Commenters snarked that Jolie had received a “boob job.” Some suggested that her medical emergency was just a tabloid ruse to cover up elective breast implants. Others morbidly asked after the whereabouts of the breast tissue removed from her body. “RIP Angelina’s boobs” was a typical ignorant comment. Said one commenter on a Jezebel post about the op-ed, “How many guys stopped reading as soon as they realized Angelina Jolie has no breasts—she’s dead to me!”…perversely, some fans feel as if a part of Jolie has been stolen from them. One well-meaning but misguided commenter told me on Twitter yesterday: “Happy to hear she’s giving herself much better odds. As a guy, I will miss her lovely curves though.” (The reconstructive surgery she described presumably restored her curves.)

But as Hess pointed out, and Jolie herself clarified in her New York Times Op-Ed, her children “can see my small scars and that’s it. Everything else is just Mommy, the same as she always was.”

And I wonder if there might be some social value to mass audiences seeing those scars, too, and seeing that a woman who has them can still be sexual and sexy. It’s not as if pop culture never takes on the issues of women, breast cancer, and sexuality, but they often do so in a way that presents sex as a sign of recovery, or an act of tenderness before death. In Sex and the City, Samantha’s (Kim Cattrall) chemotherapy treatments diminished her famous libido, and when her boyfriend Smith returned from a movie shoot to visit her, they had rather comparatively tender sex to celebrate her recovery and their decision to commit to their relationship. Parenthood followed Kristina Braverman (Monica Potter) through her breast cancer treatments this season, and let her dress up in a hot pink wig for a date with her husband in a sign that her illness may have taken its toll, but it hadn’t robbed her of her of her femininity or her sexuality. And the 2005 romantic comedy The Family Stone included a sex scene between Diane Keaton, playing Sybil Stone, and Craig T. Nelson (who also stars in Parenthood) as her husband Kelly that was one of the few mainstream depictions I can think of a woman with a double mastectomy—but without the kind of reconstructive surgery Jolie experienced—who was treated as sexual and desirable.

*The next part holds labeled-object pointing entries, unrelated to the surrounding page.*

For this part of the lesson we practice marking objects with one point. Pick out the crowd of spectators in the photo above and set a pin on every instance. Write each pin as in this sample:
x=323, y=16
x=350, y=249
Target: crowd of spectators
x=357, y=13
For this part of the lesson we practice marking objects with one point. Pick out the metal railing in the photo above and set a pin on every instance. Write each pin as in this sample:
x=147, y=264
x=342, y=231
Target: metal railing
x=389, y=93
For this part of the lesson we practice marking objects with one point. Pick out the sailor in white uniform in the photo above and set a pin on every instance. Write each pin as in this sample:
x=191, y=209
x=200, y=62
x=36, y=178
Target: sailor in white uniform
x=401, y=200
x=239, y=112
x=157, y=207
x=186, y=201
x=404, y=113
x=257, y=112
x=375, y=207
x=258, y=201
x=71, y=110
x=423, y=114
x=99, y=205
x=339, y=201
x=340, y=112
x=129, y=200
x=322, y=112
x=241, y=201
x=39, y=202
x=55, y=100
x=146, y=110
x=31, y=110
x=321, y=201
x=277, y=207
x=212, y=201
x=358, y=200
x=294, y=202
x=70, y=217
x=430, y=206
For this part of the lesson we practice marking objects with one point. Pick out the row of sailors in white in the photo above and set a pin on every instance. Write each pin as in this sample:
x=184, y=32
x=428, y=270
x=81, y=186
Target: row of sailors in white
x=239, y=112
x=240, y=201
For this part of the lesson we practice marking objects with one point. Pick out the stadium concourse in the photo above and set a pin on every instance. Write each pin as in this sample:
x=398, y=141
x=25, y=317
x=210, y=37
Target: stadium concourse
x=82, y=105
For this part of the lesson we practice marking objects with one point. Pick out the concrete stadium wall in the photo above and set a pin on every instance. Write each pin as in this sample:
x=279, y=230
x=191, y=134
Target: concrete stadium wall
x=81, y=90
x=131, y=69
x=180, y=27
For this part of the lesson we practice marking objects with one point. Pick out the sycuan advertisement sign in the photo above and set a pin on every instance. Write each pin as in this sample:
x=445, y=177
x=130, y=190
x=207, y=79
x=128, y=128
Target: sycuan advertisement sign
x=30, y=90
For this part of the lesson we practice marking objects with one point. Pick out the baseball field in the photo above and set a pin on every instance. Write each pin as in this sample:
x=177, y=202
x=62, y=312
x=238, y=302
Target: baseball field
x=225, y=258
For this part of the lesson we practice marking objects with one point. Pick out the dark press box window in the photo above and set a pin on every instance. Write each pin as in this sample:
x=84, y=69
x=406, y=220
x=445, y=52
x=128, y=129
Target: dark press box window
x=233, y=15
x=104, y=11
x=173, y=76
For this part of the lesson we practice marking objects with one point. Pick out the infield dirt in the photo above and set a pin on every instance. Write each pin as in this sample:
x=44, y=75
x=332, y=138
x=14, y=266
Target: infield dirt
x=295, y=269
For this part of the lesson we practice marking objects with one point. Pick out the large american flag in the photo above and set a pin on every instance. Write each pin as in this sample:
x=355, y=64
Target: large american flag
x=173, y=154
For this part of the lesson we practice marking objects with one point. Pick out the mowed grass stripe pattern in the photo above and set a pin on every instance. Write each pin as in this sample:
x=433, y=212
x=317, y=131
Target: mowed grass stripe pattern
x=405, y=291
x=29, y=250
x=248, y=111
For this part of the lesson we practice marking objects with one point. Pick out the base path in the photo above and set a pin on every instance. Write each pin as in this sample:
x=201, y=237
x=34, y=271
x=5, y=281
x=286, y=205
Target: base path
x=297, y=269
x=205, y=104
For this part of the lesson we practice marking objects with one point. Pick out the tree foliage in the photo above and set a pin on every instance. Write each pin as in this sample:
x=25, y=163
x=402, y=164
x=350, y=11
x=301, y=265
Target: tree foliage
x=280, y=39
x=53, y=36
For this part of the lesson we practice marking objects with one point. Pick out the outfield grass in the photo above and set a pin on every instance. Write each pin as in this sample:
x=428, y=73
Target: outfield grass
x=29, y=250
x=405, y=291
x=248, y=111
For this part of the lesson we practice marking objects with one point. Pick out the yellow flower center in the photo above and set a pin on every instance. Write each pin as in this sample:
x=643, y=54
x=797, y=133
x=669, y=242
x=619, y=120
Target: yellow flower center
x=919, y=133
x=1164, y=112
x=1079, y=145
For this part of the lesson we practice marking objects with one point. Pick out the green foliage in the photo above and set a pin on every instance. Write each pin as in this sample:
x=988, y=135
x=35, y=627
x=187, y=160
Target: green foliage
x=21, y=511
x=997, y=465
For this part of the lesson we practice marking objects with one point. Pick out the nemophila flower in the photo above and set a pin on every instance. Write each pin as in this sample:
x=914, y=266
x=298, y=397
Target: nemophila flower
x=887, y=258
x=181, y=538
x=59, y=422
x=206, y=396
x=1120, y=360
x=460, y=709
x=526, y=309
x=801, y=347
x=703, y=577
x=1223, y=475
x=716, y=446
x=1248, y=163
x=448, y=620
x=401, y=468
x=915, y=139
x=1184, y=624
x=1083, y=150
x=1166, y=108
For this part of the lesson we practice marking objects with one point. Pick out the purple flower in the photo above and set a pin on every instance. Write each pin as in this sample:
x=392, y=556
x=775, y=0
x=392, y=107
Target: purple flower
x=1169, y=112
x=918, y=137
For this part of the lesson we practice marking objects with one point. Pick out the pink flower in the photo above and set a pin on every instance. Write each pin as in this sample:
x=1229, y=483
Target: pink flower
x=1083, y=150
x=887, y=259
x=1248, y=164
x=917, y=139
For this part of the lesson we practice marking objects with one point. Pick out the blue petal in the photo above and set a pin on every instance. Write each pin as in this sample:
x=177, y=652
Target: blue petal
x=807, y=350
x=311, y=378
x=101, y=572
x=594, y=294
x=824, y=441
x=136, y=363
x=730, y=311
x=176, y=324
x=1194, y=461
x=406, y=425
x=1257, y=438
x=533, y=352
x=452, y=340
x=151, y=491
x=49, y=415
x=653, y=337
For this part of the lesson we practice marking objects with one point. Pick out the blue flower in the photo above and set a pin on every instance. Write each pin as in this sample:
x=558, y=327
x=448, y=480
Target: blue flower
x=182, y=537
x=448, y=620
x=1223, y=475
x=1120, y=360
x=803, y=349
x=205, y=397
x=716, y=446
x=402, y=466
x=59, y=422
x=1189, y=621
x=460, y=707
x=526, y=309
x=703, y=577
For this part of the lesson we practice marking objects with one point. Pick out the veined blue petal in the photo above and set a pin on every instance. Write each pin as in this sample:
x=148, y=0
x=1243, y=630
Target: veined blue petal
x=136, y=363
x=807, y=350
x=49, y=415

Now, if Jolie has decided that she’s done with nude scenes or with sex scenes, that’s entirely her decision, and all of us should respect that. But if she does accept such roles in the future, I hope that she, and the writers and directors she works with, see her scars as a feature of her body, rather that some sort of grotesquerie to be hidden by shot angles or erased in post-production. Mastectomy scars should be treated like a physical characteristic that could inflect characters Jolie plays in the future without requiring major plot alterations or commentary. And it would be good for audiences, particularly of the kind that snarked on Jolie today for her brave revelation, to see that they don’t make her any less stunningly gorgeous.